MAM.registerPass(&FunctionAnalysisManagerModuleProxy)

Also, looks like the lambda (or function pointer), is being used to make sure we don't construct a pass twice. Why not jus make that an error to register the same pass twice? Is that something we can say is a condition of using the new pass manager?

In D17259#352996, @pete wrote:

So i'm not against the lambda's if they are required, but I can't really see why we need them instead of say, a function pointer?

Eg, instead of

MAM.registerPass([&] { return FunctionAnalysisManagerModuleProxy(FAM); });

do

MAM.registerPass(&FunctionAnalysisManagerModuleProxy)

This doesn't compile because that isn't a function. It is a constructor that builds a temporary.

The routine however *would* be fine with a function pointer if we had such a thing. The routine is being generic and accepting any callable. Callers can use a function pointer or a lambda or whatever else. A lambda has the nice property of being a maximally generic way to pass in a lazy-evaluated expression.

Also, looks like the lambda (or function pointer), is being used to make sure we don't construct a pass twice. Why not jus make that an error to register the same pass twice? Is that something we can say is a condition of using the new pass manager?

Well, the previous code did exactly that. ;] The patch description (i thought) explained why I am changing it: we need some way to explicitly handle the AAManager's registration outside of the generic registerFunctionAnalyses routine. The best idea I had for an interface was to pre-register the analyses which require custom logic, and then register the remaining ones with the generic logic in PassBuilder::register*Analyses.

The code to use this facility is also included in the patch. See the code in NewPMDriver.cpp where we call registerFunctionAnalyses. If you add back the assert that this patch removes from registerPass, it will fire because we will register AAManager twice.

Any further thoughts here? I don't want this to get bogged down, as it seems pretty simple and is in my critical path.

reames added a subscriber: reames.Feb 16 2016, 7:30 PM

Have to admit, I don't really understand the motivation for this. Having said that, I don't see anything obviously wrong, and I don't want you blocked on this, so LGTM.

lib/Passes/PassBuilder.cpp
224

Add an #undef after.

Have to admit, I don't really understand the motivation for this. Having said that, I don't see anything obviously wrong, and I don't want you blocked on this, so LGTM.

Well, I think its important that the motivation makes sense. The key thing is that we want command line tools like 'opt' to be able to customize the AAManager (potentially using the PassBuilder to do so!), and use that customized AAManager instead of whatever the default would be while still getting the default registration of every other analysis. The mechanism I ended up with was to allow callers of registerFunctionAnalyses to pre-register analyses if they desire.

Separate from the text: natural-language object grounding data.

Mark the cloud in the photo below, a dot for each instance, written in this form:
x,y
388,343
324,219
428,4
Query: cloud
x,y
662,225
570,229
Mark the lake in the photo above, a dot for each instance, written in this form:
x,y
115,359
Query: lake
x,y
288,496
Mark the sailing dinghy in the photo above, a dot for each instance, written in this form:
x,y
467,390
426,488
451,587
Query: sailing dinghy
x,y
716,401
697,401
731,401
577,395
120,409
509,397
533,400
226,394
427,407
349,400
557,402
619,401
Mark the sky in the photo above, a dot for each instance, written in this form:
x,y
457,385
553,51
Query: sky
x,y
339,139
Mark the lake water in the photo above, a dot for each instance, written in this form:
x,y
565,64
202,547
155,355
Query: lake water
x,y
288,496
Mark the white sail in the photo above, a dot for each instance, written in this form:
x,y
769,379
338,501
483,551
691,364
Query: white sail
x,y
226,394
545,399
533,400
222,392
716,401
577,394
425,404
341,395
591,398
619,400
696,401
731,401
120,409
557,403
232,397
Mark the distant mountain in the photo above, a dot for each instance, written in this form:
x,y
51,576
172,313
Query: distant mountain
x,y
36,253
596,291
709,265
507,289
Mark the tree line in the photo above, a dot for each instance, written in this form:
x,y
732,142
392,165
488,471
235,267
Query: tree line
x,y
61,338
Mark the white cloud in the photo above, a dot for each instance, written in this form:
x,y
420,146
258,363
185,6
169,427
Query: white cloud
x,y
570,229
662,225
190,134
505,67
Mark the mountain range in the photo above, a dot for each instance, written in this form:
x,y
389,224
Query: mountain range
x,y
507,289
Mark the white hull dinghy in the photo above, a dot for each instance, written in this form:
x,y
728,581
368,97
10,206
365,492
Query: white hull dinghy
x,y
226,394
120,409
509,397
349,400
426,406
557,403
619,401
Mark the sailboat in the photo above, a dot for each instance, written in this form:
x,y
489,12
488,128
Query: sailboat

lib/Passes/PassBuilder.cpp
224

The .def file should be #undefing everything it uses. I'll make sure I got that right (I think I didn't).

pete added a comment.Feb 16 2016, 8:01 PM

Thanks for the explanation. Looks like I should mostly have read it better the first time, but I'm more or less up to speed now.

If you wanted a LGTM from me too then you have it. Wasn't sure if you wanted an ok or not after Philip's LGTM :)

Cheers
Pete

mcrosier accepted this revision.Feb 17 2016, 6:43 AM
mcrosier added a reviewer: mcrosier.
mcrosier edited edge metadata.

LGTM, per Pete and Philip.

This revision is now accepted and ready to land.Feb 17 2016, 6:44 AM
chandlerc updated this revision to Diff 48287.Feb 18 2016, 1:45 AM
chandlerc marked an inline comment as done.
chandlerc edited edge metadata.

Fix typo spotted by Ben.

Thanks all, landing. Please let me know Philip if there is more to explain here. I'm happy to revisit this design and other aspects of this as needed.

This revision was automatically updated to reflect the committed changes.